Monero Project site compromised, served malware-infected binaries
The official website of the Monero Project has been compromised to serve a malware-infected version of the CLI (command-line interface) wallet.
The malicious file was available for download for around 14 hours and at least one of the users who downloaded the malware has had their funds stolen.
On Tuesday (November 18), a user noticed that the SHA256 hash sum of the 64-bit Linux binary he downloaded from the site did not match the one listed on it, which means that the file had been modified.
The Monero Project team began investigating and confirmed they’ve been compromised.
“It’s strongly recommended to anyone who downloaded the CLI wallet from [web.getmonero.org] between Monday 18th 2:30 AM UTC and 4:30 PM UTC, to check the hashes of their binaries. If they don’t match the official ones, delete the files and download them again. Do not run the compromised binaries for any reason,” they advised.

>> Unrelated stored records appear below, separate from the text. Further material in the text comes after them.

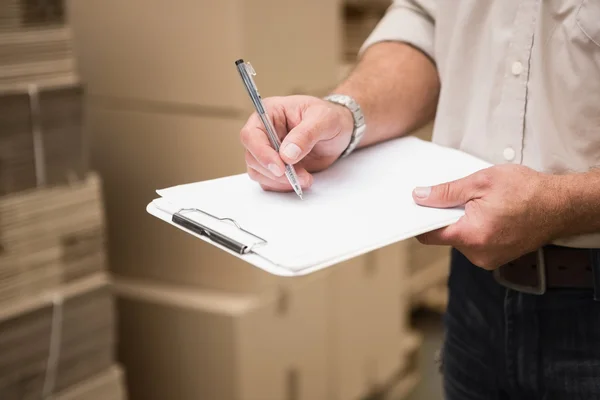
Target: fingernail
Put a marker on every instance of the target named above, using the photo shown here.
(291, 151)
(422, 192)
(275, 170)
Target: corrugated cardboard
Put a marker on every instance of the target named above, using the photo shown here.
(107, 385)
(34, 328)
(369, 308)
(190, 344)
(41, 145)
(184, 53)
(137, 153)
(49, 237)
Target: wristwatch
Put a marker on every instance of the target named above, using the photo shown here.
(359, 119)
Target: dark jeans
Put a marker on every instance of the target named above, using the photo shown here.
(502, 344)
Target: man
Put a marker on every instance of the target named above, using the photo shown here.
(516, 83)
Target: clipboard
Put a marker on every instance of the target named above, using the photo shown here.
(361, 203)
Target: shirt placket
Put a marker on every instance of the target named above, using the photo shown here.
(514, 92)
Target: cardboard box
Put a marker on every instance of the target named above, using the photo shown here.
(369, 308)
(42, 335)
(107, 385)
(137, 153)
(189, 344)
(154, 51)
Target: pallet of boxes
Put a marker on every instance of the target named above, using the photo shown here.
(166, 106)
(57, 319)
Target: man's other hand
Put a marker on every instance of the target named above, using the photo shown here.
(510, 210)
(314, 133)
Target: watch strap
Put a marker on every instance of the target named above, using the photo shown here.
(359, 120)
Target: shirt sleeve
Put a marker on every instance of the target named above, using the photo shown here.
(409, 21)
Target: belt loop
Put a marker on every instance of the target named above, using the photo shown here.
(595, 264)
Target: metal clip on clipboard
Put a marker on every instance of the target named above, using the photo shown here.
(235, 245)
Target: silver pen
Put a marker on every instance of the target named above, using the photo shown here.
(246, 72)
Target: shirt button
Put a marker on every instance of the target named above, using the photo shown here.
(517, 68)
(509, 154)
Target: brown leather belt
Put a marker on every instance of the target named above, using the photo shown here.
(549, 267)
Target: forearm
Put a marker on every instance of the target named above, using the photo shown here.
(397, 87)
(579, 210)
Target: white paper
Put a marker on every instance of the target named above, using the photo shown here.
(361, 203)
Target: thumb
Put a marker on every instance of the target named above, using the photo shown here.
(450, 194)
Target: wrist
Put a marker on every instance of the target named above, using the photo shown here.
(346, 123)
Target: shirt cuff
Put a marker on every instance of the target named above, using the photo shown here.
(403, 24)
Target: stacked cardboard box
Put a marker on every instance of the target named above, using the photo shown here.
(166, 106)
(336, 335)
(360, 18)
(57, 321)
(35, 45)
(41, 137)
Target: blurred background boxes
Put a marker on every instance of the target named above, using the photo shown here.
(155, 51)
(192, 344)
(57, 318)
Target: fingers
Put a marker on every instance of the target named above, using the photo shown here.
(256, 142)
(317, 124)
(453, 194)
(269, 181)
(454, 235)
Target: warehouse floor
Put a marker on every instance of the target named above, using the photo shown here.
(430, 386)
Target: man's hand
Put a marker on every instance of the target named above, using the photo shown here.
(314, 133)
(510, 210)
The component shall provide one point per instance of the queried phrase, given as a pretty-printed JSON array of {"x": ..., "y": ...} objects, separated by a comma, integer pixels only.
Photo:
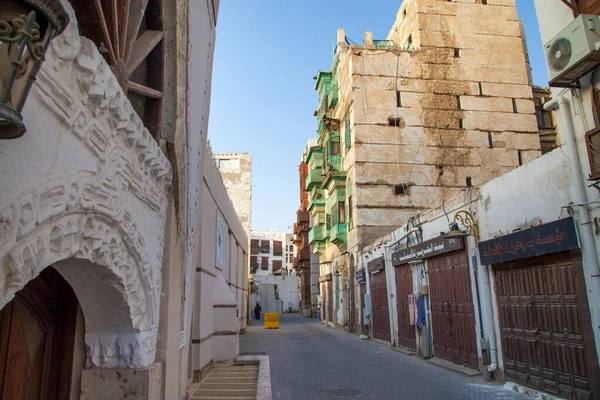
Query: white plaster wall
[
  {"x": 288, "y": 286},
  {"x": 86, "y": 178},
  {"x": 216, "y": 326},
  {"x": 271, "y": 236},
  {"x": 553, "y": 16}
]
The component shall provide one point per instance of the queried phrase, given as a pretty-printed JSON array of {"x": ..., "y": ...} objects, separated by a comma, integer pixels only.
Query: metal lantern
[{"x": 26, "y": 29}]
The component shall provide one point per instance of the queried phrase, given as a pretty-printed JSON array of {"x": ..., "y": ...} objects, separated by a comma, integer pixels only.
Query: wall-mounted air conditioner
[{"x": 574, "y": 51}]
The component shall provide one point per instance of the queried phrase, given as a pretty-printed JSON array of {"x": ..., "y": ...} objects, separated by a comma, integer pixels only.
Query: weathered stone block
[
  {"x": 525, "y": 106},
  {"x": 528, "y": 155},
  {"x": 493, "y": 121},
  {"x": 122, "y": 383},
  {"x": 506, "y": 90},
  {"x": 480, "y": 103}
]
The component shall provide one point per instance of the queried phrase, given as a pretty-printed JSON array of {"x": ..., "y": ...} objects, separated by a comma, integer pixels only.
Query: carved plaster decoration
[
  {"x": 86, "y": 220},
  {"x": 93, "y": 217}
]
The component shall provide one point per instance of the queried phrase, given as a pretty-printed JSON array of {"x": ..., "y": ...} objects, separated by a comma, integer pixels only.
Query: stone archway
[{"x": 110, "y": 273}]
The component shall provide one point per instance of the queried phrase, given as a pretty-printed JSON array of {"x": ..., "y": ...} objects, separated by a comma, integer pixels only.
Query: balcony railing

They pointed users towards two guides for checking the authenticity of downloaded binaries and to an official source of signed hashes, and reassured them that the “binaries are now served from another, safe, source.”
The investigation into how the attackers managed to switch the file without the Monero core team noticing is ongoing, but one of the team members confirmed in a reddit thread that the attackers managed to disable file integrity monitoring on the compromised box, and that’s why they didn’t notice the file switching immediately.
About the malicious binary
“I can confirm that the malicious binary is stealing coins. Roughly 9 hours after I ran the binary a single transaction drained the wallet. I downloaded the build yesterday around 6pm Pacific time,” an affected user shared.
“I have not completed any malware analysis as of yet, but I’d like to get to the bottom of whether the binary is limited to stealing xmr, or also tries to compromise the machine as a whole or any of its files.”
Security researcher Bart Blaze did a quick analysis of the malicious binary and noticed that a few new functions had been added to it, aimed at stealing wallet data crucial for exfiltrating funds from them.
“As far I can see, it doesn’t seem to create any additional files or folders – it simply steals your seed and attempts to exfiltrate funds from your wallet,” he noted.
He also confirmed that the Windows binary of the tool has also been compromised to do the same thing, and offered advice on what to do to protect oneself if they’ve been affected.
The importance of always checking the authenticity of downloaded binaries
“Monero is not the first, nor will it likely be the last cryptocurrency (in this case, its website and binaries) that gets compromised,” Blaze noted.
This incident serves to stress the importance of always checking the integrity of binaries downloaded from any online source.
More information about how the compromise was executed should be available in the coming days.